Edward Acton, vice-chancellor of UEA, commissioned the review on the school’s future following on from a similar review undertaken in 2002.
He said that “difficult decisions” had to be made after it found that continuing to fund music at UEA may divert resources from, and possibly put at risk, other disciplines.
“In a harsh and increasingly competitive and market-focused environment, that is a step that UEA cannot afford to take,” Professor Acton said.
However, opposition to the decision, which has yet to be ratified by the university’s council, has already started to mount.
A petition launched this week, which has attracted nearly 3,000 signatures to date including that of musician and television presenter Jools Holland, describes the school as a “vital and current part of an inter-institutional community of practice and research”.
In a statement, the organisers claimed the UEA review had been a fig leaf to support a “foregone conclusion”.
“The creative and performing arts clearly present administrative and accounting challenges in the current climate,” the statement says.
“Other institutions have met these with creative solutions; instead of commissioning a review to confirm the unsustainability of the status quo, we would ask UEA to think harder about how to do so.”
The School of Music at UEA currently ranks in the top 20 for student satisfaction in the National Student Survey.
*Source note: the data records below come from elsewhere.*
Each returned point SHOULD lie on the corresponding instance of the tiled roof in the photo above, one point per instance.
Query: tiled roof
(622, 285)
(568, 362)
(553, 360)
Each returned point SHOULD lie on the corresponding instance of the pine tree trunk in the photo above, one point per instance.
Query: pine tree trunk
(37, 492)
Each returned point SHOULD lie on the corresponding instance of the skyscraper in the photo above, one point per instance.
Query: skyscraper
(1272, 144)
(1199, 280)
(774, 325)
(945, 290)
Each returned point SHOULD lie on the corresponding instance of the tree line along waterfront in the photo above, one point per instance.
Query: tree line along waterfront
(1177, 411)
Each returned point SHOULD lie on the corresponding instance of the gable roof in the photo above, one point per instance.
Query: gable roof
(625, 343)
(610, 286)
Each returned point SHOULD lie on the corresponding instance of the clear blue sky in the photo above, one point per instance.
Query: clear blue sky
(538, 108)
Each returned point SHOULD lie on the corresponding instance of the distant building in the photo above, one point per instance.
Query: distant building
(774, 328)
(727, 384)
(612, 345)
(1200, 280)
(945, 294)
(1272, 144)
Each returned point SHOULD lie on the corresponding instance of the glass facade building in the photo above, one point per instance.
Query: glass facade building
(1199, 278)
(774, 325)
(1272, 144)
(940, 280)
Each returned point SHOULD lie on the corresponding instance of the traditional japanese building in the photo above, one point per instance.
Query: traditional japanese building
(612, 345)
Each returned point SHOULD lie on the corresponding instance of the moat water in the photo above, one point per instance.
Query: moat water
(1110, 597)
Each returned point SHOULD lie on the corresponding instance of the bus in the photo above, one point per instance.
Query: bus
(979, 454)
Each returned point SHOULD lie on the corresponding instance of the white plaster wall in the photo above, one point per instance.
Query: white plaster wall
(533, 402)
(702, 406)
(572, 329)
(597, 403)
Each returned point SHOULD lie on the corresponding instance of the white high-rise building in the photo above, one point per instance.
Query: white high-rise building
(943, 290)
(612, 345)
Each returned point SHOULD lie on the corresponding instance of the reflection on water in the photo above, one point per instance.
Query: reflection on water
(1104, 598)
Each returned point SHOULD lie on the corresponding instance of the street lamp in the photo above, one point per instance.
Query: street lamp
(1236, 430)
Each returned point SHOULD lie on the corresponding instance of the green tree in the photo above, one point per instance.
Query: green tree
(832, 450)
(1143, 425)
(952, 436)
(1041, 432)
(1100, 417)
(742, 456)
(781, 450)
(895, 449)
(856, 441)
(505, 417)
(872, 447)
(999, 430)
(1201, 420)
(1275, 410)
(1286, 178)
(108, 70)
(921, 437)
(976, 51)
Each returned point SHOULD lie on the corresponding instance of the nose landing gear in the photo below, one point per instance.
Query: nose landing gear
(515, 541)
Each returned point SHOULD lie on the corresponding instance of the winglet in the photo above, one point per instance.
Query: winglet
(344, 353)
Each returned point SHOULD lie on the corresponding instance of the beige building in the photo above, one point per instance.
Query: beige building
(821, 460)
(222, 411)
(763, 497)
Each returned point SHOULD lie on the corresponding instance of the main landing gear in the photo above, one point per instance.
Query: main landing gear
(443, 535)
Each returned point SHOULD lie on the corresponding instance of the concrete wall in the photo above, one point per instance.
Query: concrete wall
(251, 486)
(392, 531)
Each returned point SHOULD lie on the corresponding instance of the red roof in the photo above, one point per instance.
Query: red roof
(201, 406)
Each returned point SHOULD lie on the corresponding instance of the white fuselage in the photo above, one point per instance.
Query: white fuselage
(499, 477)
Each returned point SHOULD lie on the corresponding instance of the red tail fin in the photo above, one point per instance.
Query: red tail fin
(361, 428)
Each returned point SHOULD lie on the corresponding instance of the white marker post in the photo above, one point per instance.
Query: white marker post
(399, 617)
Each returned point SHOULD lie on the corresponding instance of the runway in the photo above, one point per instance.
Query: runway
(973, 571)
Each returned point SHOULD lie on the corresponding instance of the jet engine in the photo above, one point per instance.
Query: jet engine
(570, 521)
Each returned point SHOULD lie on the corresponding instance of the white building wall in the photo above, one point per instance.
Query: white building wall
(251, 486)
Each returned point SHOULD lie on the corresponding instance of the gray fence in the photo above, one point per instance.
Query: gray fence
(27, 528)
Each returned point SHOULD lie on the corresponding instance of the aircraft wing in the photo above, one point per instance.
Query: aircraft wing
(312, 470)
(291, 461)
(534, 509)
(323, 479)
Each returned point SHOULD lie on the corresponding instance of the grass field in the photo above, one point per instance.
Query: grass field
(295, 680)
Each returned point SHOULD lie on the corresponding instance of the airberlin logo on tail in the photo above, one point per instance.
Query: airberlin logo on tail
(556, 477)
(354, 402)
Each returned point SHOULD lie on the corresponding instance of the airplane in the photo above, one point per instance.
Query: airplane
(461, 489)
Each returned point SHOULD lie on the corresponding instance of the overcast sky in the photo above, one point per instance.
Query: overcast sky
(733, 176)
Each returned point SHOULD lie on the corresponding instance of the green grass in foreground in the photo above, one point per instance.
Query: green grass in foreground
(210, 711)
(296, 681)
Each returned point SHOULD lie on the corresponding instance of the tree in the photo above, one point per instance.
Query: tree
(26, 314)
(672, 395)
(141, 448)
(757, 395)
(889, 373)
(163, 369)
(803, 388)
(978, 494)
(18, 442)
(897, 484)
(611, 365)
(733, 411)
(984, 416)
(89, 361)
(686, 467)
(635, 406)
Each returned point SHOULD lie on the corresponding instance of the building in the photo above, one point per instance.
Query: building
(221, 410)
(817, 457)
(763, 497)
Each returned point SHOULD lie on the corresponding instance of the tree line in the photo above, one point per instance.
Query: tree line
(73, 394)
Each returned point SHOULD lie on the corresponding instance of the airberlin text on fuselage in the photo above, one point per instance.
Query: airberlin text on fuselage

Although the school’s RAE scores fell significantly between the 2001 and 2008 exercises, the campaigners claimed that this was “not that surprising” given the introduction of a new degree course and the doubling of the undergraduate intake.
Professor Acton said that, regardless of the council’s decision, UEA was “determined to ensure that current students in the school are strongly supported and are able to complete their studies successfully”.
The recommendations from the report will be presented to UEA’s senate on 9 November. A final decision on the school’s future is expected after a council meeting on 28 November.